Task commitment, yang notabene adalah motivasi instrinsik yang mengarahkan perilaku siswa akselerasi terhadap tugas-tugas akademiknya, menurut hasil penelitian dari Liu (2010) bahwa selain self concept secara keseluruhan, academic self concept juga memiliki korelasi yang positif terhadap motivasi belajar pada siswa. Berdasarkan hal tersebut dapat dilihat bahwa ada keterkaitan antara berkembangnya perilaku task commitment yang dimiliki oleh siswa akselerasi. Hal tersebut juga didukung oleh hasil penelitian yang dikemukakan oleh Ahmed & Bruinsma (2006), dalam berkembangnya motivasi, hal tersebut secara signifikan dipengaruhi oleh self concept. Hal tersebut juga didukung oleh Gage & Berliner (1984) yang menyatakan bahwa untuk membantu siswa dalam menampilkan seluruh potensi yang dimiliki, maka siswa perlu memiliki konsep diri yang positif, khususnya konsep diri akademik.

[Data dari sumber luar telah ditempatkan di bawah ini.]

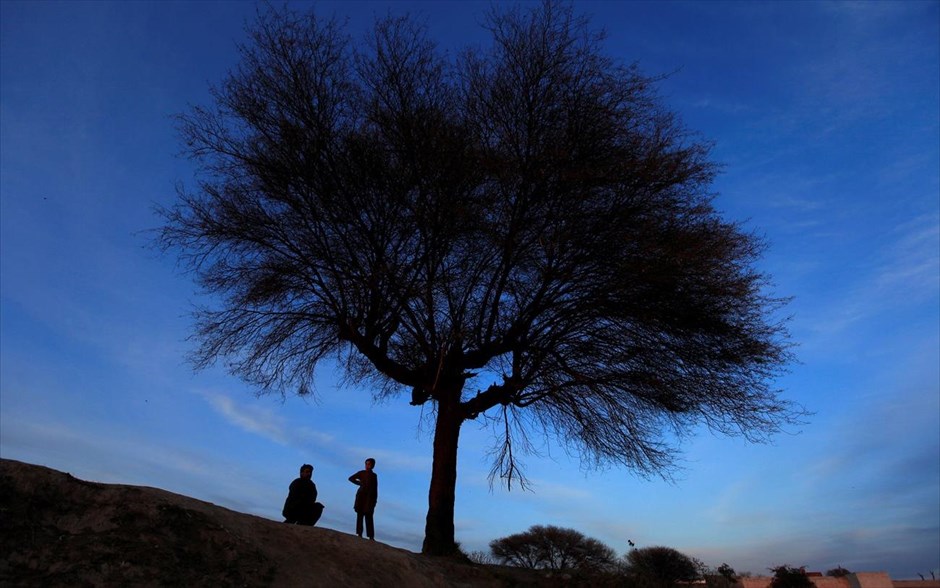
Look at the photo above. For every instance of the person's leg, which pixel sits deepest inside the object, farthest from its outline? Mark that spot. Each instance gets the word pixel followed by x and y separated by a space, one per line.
pixel 370 526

Sedangkan menurut Renzulli (dalam Hawadi, 2002), untuk menampilkan potensi bagi siswa berbakat diperlukan task commitment pada diri siswa. Maka, berdasarkan hal tersebut dapat diasumsikan bahwa antara task commitment dan self concept memiliki keterkaitan satu sama lain. Melalui paparan di atas, peneliti menjadi tertarik untuk melihat sejauh mana hubungan antara academic self concept siswa SMA program akselerasi dengan task commitment mereka.

2.5.Hipotesis Penelitian Berdasarkan penjelasan di atas, maka penulis mengajukan hipotesis sebagai ada hubungan antara academic self concept dengan task commitment pada siswa SMA program akselerasi.